近年、日本の若者における「思考力」の低下が顕著です。与えられるもの、敷かれているレールに乗るだけの子供時代を過ごすと、自ら考え自ら動くという行動がしにくくなるのは当然でしょう。そうした成長過程をたどると、最終的に自分自身について、何が楽しいのか、何をしたいのか、どんな仕事をしたいのかなどの思考まで停止してしまうため、自主的な行動ができず鬱病などの社会問題になっているのでしょう。

では、親や社会の大人は社会へ出てくる子供たちへ、どう「考える力」を育ませることができるのでしょうか?

この対処方法は、実際のところとてもシンプルです。

子供というのは、2〜3才ごろをピークに「どうして?なぜ?」という質問がとても多くなります。目で見て触ってみて、感じてみて身の回りに疑問を持ち始めるのです。日本にいる親御さんの中で、この「どうして?」の数や頻度が多くなると面倒になって「そういうものなんだ」というような答えを子供へしている場面をとてもよく目にします。皆さんも心当たりはありませんか?

今の日本社会を考えてみてください。戸籍法などに代表される明治時代や大正時代の世相を背景にした法律や決まりごとが、まだまだ沢山残っています。でも、そうした決まりごとに「なぜ今この法律でないといけないのだろう?」と考える人は、そう多くはありません。こうして、「こういうものなのだ」という感覚が浸透していき、やがては社会をより良くしようという力を失ってしまうのです。

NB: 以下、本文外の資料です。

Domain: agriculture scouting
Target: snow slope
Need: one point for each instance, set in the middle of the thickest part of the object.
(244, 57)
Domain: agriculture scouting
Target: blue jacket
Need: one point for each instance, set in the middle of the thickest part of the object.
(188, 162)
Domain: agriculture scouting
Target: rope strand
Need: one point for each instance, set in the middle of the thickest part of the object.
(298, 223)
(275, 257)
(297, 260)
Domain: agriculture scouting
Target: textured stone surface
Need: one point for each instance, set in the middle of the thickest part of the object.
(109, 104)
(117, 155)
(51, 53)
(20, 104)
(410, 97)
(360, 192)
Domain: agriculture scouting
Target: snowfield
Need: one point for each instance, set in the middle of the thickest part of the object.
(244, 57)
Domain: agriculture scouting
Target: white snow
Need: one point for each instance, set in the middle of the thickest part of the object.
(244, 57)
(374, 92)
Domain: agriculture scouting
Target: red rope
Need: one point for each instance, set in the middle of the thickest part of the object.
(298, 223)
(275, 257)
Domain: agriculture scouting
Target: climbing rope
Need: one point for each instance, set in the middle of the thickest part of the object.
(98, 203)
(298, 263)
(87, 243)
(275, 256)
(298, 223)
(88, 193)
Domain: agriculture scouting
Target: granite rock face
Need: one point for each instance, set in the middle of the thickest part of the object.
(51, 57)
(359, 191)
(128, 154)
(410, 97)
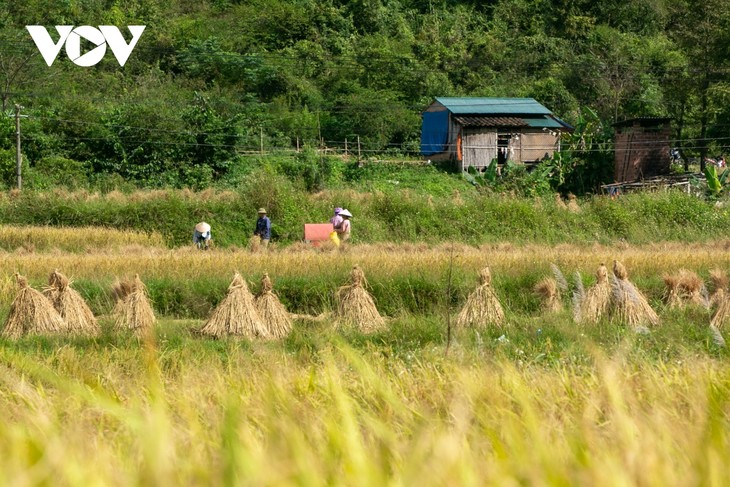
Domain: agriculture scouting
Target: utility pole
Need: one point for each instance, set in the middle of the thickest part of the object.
(18, 159)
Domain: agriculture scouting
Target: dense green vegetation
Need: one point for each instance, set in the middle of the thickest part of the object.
(214, 81)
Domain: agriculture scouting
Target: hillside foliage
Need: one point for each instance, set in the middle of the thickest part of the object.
(212, 82)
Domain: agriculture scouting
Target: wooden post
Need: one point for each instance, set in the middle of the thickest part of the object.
(18, 157)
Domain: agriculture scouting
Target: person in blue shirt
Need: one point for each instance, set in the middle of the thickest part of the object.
(201, 236)
(263, 228)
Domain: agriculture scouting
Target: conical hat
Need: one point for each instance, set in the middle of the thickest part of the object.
(202, 227)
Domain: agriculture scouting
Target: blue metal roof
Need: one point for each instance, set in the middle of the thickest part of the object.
(493, 106)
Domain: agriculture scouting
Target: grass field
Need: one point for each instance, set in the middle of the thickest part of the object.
(540, 402)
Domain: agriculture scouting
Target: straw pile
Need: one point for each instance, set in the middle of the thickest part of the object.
(236, 314)
(71, 306)
(272, 312)
(133, 310)
(31, 313)
(596, 301)
(482, 307)
(631, 306)
(685, 287)
(719, 285)
(355, 306)
(549, 294)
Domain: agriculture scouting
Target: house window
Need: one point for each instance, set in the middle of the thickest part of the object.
(503, 139)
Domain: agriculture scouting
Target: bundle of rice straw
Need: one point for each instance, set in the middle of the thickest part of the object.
(719, 284)
(355, 306)
(482, 307)
(31, 313)
(71, 306)
(671, 294)
(631, 306)
(596, 301)
(549, 292)
(692, 289)
(133, 310)
(236, 314)
(272, 312)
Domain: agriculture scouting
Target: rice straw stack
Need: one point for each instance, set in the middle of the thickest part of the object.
(71, 306)
(236, 315)
(549, 294)
(31, 313)
(134, 311)
(632, 307)
(273, 314)
(596, 301)
(482, 307)
(355, 306)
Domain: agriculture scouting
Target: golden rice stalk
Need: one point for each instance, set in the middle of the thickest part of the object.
(71, 306)
(355, 306)
(134, 312)
(31, 313)
(273, 314)
(549, 292)
(630, 304)
(692, 288)
(597, 300)
(671, 293)
(482, 307)
(719, 285)
(236, 315)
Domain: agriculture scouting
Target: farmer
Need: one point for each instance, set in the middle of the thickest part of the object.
(263, 228)
(336, 220)
(344, 231)
(201, 236)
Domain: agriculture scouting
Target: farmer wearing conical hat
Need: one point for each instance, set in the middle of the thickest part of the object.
(201, 236)
(263, 228)
(343, 232)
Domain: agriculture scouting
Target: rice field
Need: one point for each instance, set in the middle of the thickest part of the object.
(540, 401)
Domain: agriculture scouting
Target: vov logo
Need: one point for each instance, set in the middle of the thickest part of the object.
(71, 37)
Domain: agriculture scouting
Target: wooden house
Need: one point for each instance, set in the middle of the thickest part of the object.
(642, 148)
(474, 131)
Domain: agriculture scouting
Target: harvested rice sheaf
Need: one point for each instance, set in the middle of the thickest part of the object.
(273, 314)
(355, 306)
(31, 313)
(236, 315)
(134, 311)
(596, 301)
(482, 307)
(71, 306)
(631, 306)
(549, 293)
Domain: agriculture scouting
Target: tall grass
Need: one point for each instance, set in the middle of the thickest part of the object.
(232, 415)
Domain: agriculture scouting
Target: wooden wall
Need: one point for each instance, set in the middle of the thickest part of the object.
(641, 152)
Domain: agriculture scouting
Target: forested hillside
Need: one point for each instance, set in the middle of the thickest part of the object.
(214, 81)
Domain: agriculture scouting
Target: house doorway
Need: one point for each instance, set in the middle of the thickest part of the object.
(503, 140)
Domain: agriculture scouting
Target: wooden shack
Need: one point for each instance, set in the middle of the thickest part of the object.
(641, 148)
(475, 131)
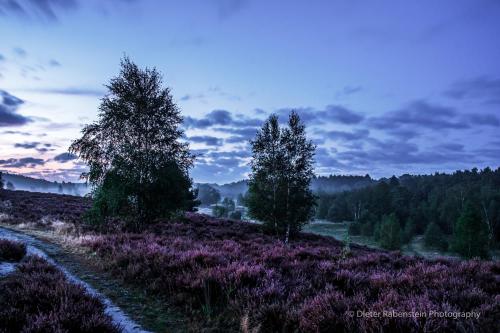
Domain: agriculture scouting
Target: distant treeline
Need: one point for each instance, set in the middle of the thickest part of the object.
(214, 193)
(459, 211)
(24, 183)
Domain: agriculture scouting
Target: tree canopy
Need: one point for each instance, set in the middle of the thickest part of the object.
(282, 169)
(137, 160)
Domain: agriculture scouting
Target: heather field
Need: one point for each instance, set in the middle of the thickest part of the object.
(230, 276)
(37, 297)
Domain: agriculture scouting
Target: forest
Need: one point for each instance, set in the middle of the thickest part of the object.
(453, 211)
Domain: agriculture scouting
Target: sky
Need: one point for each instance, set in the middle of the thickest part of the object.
(384, 87)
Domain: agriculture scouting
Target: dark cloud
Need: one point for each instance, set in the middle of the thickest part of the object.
(27, 145)
(65, 157)
(397, 153)
(484, 119)
(26, 162)
(420, 114)
(451, 147)
(347, 136)
(189, 97)
(8, 107)
(485, 89)
(206, 139)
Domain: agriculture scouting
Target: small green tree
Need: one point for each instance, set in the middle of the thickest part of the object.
(434, 237)
(207, 195)
(389, 232)
(224, 209)
(408, 231)
(470, 238)
(279, 192)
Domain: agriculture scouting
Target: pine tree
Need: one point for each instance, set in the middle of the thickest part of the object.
(282, 168)
(470, 238)
(389, 232)
(434, 237)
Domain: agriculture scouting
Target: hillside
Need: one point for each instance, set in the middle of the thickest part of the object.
(25, 183)
(226, 275)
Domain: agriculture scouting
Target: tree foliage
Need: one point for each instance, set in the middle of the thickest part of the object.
(389, 233)
(138, 165)
(207, 195)
(470, 236)
(279, 192)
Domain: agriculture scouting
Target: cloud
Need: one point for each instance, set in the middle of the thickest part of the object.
(65, 157)
(227, 8)
(422, 114)
(347, 136)
(45, 9)
(17, 132)
(27, 145)
(483, 88)
(26, 162)
(73, 91)
(8, 107)
(208, 140)
(330, 114)
(220, 118)
(20, 52)
(54, 63)
(189, 97)
(484, 119)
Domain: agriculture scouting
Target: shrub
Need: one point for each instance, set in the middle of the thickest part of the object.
(389, 233)
(230, 270)
(236, 215)
(38, 298)
(355, 229)
(11, 250)
(434, 237)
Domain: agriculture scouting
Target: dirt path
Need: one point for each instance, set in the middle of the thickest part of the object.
(131, 308)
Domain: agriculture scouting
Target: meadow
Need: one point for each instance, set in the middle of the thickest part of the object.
(231, 276)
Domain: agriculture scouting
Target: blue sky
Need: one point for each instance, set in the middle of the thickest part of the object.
(385, 87)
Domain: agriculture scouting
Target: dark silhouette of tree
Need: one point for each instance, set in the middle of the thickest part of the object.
(470, 238)
(282, 169)
(390, 232)
(137, 163)
(10, 186)
(434, 237)
(207, 195)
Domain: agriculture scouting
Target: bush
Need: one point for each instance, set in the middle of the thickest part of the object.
(434, 237)
(11, 250)
(470, 237)
(355, 228)
(37, 297)
(389, 233)
(236, 215)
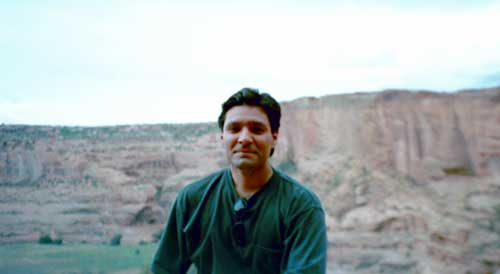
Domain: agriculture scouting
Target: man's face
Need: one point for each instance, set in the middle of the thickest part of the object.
(247, 137)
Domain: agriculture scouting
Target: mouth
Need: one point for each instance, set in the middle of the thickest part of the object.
(244, 151)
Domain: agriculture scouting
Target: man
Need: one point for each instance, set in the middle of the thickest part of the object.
(250, 217)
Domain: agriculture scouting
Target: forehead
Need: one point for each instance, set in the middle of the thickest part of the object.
(246, 114)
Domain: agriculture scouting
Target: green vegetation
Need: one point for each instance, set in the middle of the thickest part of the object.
(75, 258)
(116, 240)
(458, 170)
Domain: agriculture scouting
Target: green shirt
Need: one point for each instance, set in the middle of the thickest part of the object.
(285, 231)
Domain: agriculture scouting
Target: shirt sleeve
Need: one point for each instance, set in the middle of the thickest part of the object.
(306, 243)
(171, 255)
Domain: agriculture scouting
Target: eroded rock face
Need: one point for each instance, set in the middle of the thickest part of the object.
(409, 180)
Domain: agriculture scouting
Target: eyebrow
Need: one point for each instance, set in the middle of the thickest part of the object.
(251, 123)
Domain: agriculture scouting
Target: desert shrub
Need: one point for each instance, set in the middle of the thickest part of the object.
(45, 239)
(116, 240)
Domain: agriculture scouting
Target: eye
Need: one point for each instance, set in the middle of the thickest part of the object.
(233, 128)
(258, 129)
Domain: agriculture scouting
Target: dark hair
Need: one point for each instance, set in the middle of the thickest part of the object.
(252, 97)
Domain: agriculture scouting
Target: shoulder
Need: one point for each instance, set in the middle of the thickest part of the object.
(298, 194)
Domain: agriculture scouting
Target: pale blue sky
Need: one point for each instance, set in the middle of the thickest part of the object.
(128, 62)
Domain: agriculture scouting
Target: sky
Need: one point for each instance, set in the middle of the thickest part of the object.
(95, 63)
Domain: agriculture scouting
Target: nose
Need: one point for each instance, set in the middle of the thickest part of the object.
(245, 136)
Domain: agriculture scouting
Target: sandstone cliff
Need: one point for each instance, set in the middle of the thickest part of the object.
(410, 181)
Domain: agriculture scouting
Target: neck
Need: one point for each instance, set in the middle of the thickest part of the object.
(248, 182)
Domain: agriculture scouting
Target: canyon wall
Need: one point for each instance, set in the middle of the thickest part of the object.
(410, 181)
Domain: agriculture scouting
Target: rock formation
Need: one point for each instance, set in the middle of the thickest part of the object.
(410, 181)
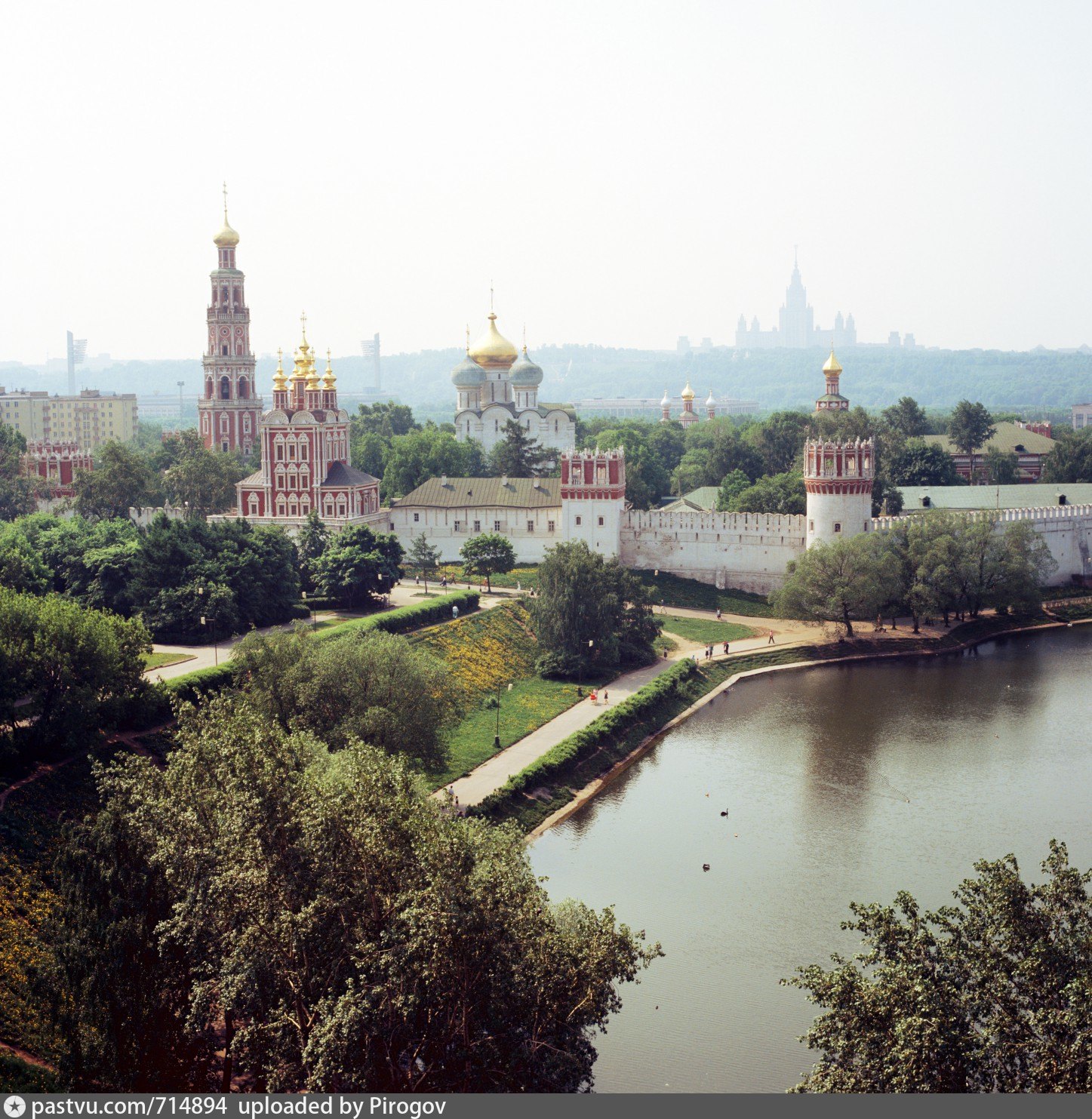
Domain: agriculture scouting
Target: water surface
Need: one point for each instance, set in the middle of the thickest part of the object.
(841, 783)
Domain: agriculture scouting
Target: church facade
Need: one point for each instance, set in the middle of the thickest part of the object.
(229, 407)
(305, 441)
(494, 384)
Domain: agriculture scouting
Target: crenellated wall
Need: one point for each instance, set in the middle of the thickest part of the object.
(743, 549)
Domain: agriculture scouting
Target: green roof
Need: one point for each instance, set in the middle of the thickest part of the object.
(495, 493)
(1031, 496)
(1006, 439)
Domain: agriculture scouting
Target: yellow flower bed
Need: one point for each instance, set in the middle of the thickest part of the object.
(484, 650)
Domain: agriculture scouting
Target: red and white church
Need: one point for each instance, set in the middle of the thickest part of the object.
(305, 441)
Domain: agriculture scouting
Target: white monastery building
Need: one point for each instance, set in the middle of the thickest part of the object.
(494, 384)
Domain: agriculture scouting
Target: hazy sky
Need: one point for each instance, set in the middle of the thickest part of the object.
(623, 173)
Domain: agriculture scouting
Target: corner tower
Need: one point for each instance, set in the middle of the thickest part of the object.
(229, 407)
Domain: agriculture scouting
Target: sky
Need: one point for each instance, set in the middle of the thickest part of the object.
(621, 173)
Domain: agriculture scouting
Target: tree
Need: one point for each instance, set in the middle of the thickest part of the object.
(17, 490)
(518, 454)
(349, 933)
(122, 479)
(313, 539)
(371, 686)
(358, 565)
(988, 995)
(66, 673)
(851, 577)
(921, 463)
(970, 428)
(424, 558)
(487, 555)
(201, 481)
(774, 493)
(1071, 460)
(590, 614)
(906, 417)
(733, 484)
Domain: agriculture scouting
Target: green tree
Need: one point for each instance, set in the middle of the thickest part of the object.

子供に話を戻せば、この「どうして?なぜ?」を言い始めたところから、大学生になるぐらいまでの間、身の回りへの疑問に答えてもらうことがとても大切になります。親として子供の未来の思考力を伸ばしたいと思ったら、この疑問を大切にしてあげましょう。親の立場で一番困ること、それは自分自身がこの疑問に答えてあげられないということです。しかし、親はその疑問に全て答えなければならないのでしょうか? それは到底無理なことですよね。 ではどう対処するのか。 それは自分が答えを持たない場合には、子供と一緒に考えることです。「どうしてかな?一緒に考えてみよう」そうした会話を増やすことで、子供は論理的思考力を伸ばしていきます。状況から判断したり、事実を積み上げてみたりという訓練を親とするのです。

こうした会話を子供と続けるのは面倒ですか?これが面倒に感じるのでは、子供の未来への責任を果たしている親になりません。事務的なことや心配することだけが親の仕事ではありません。「育む」という仕事がとても大切な部分で、思考力を育むには、時間をかける必要があります。これは私の実体験から言えることですが、こうして訓練を始めた子供は、だんだん親に「どうして?」と尋ねる回数が少なくなっていきます。なぜなら、思考力が育ち始めると自分自身で考え始めるからです。そうなったら、親にはあまり負担はありませんし、思考力も雪だるま式に増加してくれるわけですから、一石二鳥になります。もし、忙しくその場で答えることができないのならば、必ず時間ができたときにその疑問へ戻ってあげてください。

ぜひ、お子さんと「どうしてだろう?考えてみようか」という会話を増やしてください。そしてお子さんの自由な発想や物の見方に寄り添って固定概念なく、事実を見つめ考える力を「育んで」あげてください。それはきっと、大きな力になります。